Uganda, U.S. Health Campaign Aids Villagers
Ugandan and U.S. military healthcare experts distributed vitamins and deworming tablets to improve the health condition of villagers in Kakute, Uganda, April 23, 2013, as part of a comprehensive program called One Health.
Intestinal worms, transmitted through food or water, are pervasive throughout East Africa and contribute to a range of health problems, such as malnutrition or anemia. Working together, members from Combined Joint Task Force-Horn of Africa's Surgeon Cell, 411th Civil Affairs Battalion and the Uganda People's Defense Force dispensed hundreds of tablets - an effective, low-cost solution.
"The deworming tablets are taken orally, inexpensive, and treat all common intestinal worms," said U.S. Army Maj.

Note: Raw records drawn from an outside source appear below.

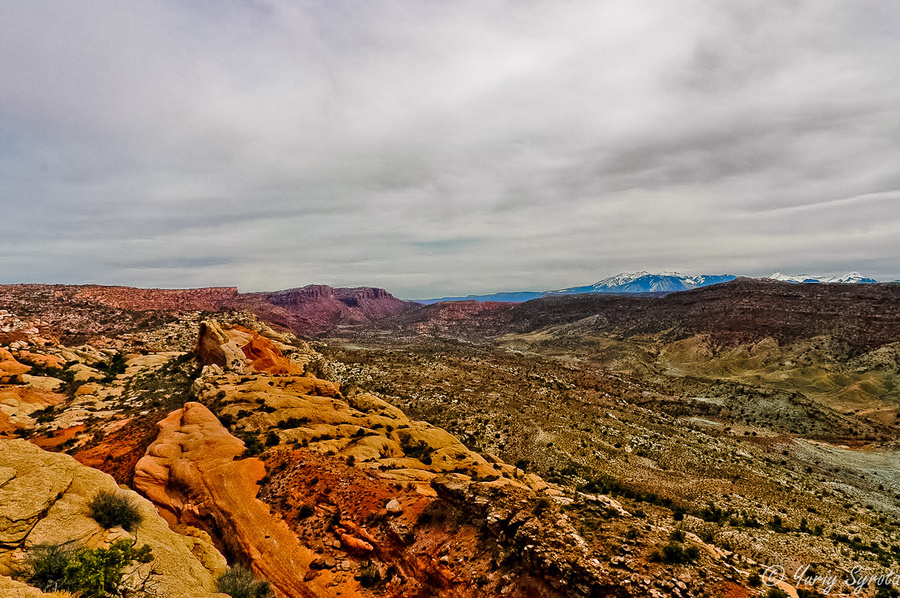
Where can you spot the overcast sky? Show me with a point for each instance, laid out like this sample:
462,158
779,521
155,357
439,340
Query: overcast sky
439,147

Daisy Wilson, a public-health nurse with the 411th CA BN. "And they're safe, even when given to uninfected individuals."
Though rare, parasitic infestation can be life-threatening. Kakute is in Uganda's Luwero District, where nine percent of children below the age of five have intestinal worms, according to a 2008 study from the Makerere University Medical School African Health Services Department in Kampala, the capital of Uganda.

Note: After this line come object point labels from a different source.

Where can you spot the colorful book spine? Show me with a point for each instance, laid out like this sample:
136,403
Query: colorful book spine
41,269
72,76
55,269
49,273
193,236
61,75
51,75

"Deworming is very important, because parasites are common in children here," said Wilson. "We gave the villagers the tablets as a preventative measure. Villagers use open water sources (untreated), for drinking, cooking and cleaning, which put them at a high risk for intestinal worms."
Though the Ugandan government provides its residents deworming tablets every six months at no cost, the U.S. Agency for International Development funded the supply that One Health members dispensed for villagers' convenience and to encourage them to meet with the CJTF-HOA and UPDF healthcare experts.

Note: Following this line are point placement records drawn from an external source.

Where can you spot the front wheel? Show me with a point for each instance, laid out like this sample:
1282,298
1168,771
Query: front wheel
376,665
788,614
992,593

"Villagers can pick up tablets at clinics, but it's not always easy for them to get there," said Wilson. "We brought the tablets to make it convenient for them."
By and large, the distribution of multivitamins and tablets was one of many One Health projects, a 2-week program that recognizes the health of humans, animals and ecosystems, like their nations, are interconnected. Overall, One Health is a whole-of-government program coordinated by the Ugandan government, UPDF, USAID, U.S. State Department, U.S. Embassy in Uganda, and CJTF-HOA.
"We're here as a team from UDPF in collaboration with the U.S. military medical corps to address issues that are affecting our communities," said UPDF Maj. (Dr.) Godwin B. Bagyenzi, director of medical research for the UPDF, who also helped dispense the tablets. "This partnership of One Health is a good concept we need to advance."
In addition to dispensing the tablets, One Health members taught villagers how to improve water, food and personal hygiene sanitation procedures - fulfilling One Health's goal to prevent the spread of disease.
"Words can't explain how I feel," said Wilson, when asked how she felt about One Health's importance. "We're really looking forward to continuing the One Health mission, because it's really needed here."